Fancy reductions, solving linear systems

As discussed in the previous notebook, KeOps LazyTensors support a wide range of mathematical formulas. Let us now discuss the different operators that can be used to reduce our large M-by-N symbolic tensors into vanilla NumPy arrays or PyTorch tensors.


In this tutorial, we stick to the PyTorch interface; but note that apart from a few lines on backpropagation, everything here can be seamlessly translated to vanilla NumPy+KeOps code.

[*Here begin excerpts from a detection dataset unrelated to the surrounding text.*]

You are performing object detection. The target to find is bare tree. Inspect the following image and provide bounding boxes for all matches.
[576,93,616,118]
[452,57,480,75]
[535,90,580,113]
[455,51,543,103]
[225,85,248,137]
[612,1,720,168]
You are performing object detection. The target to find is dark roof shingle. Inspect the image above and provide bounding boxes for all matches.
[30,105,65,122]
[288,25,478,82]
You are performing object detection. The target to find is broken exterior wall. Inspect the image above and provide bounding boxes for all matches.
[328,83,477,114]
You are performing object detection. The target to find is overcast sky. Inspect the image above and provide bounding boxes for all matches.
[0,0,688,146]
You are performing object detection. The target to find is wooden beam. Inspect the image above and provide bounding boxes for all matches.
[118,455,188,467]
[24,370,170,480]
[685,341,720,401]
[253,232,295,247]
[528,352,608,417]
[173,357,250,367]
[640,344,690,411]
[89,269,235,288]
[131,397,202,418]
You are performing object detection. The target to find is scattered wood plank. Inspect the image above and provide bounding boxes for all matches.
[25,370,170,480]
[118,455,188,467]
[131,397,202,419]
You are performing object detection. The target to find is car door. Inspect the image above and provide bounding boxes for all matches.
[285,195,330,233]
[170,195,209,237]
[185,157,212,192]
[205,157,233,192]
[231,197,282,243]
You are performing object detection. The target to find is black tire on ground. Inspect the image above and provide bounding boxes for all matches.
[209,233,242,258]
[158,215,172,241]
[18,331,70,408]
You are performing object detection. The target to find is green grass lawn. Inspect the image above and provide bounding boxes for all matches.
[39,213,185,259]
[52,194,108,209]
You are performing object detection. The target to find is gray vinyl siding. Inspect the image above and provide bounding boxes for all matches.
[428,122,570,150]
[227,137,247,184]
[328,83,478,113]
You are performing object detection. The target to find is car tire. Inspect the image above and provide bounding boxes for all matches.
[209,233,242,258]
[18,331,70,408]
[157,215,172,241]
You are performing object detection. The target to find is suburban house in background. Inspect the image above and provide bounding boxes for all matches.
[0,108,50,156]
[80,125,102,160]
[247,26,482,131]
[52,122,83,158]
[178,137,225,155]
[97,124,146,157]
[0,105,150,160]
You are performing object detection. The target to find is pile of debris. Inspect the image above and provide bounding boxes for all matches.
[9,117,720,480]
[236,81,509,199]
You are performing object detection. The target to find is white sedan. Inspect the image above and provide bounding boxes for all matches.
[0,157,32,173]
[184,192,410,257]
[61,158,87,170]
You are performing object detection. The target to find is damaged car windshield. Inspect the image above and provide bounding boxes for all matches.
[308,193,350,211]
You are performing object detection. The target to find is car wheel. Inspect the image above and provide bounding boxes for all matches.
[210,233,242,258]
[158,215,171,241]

LogSumExp, KMin and advanced reductions

First, let’s build some large LazyTensors S_ij and V_ij which respectively handle scalar and vector formulas:

import torch

from pykeops.torch import LazyTensor

use_cuda = torch.cuda.is_available()
tensor = torch.cuda.FloatTensor if use_cuda else torch.FloatTensor
M, N = (100000, 200000) if use_cuda else (1000, 2000)
D = 3

x = torch.randn(M, D).type(tensor)
y = torch.randn(N, D).type(tensor)

x_i = LazyTensor(x[:, None, :])  # (M, 1, D) LazyTensor
y_j = LazyTensor(y[None, :, :])  # (1, N, D) LazyTensor

V_ij = x_i - y_j  # (M, N, D) symbolic tensor of differences
S_ij = (V_ij**2).sum(-1)  # (M, N, 1) = (M, N) symbolic matrix of squared distances

KeOps LazyTensor
    formula: Sum(Square((Var(0,3,0) - Var(1,3,1))))
    shape: (100000, 200000)
KeOps LazyTensor
    formula: (Var(0,3,0) - Var(1,3,1))
    shape: (100000, 200000, 3)

As we’ve seen earlier, the pykeops.torch.LazyTensor.sum() reduction can be used on both S_ij and V_ij to produce genuine PyTorch 2D tensors:

print("Sum reduction of S_ij wrt. the 'N' dimension:", S_ij.sum(dim=1).shape)
Sum reduction of S_ij wrt. the 'N' dimension: torch.Size([100000, 1])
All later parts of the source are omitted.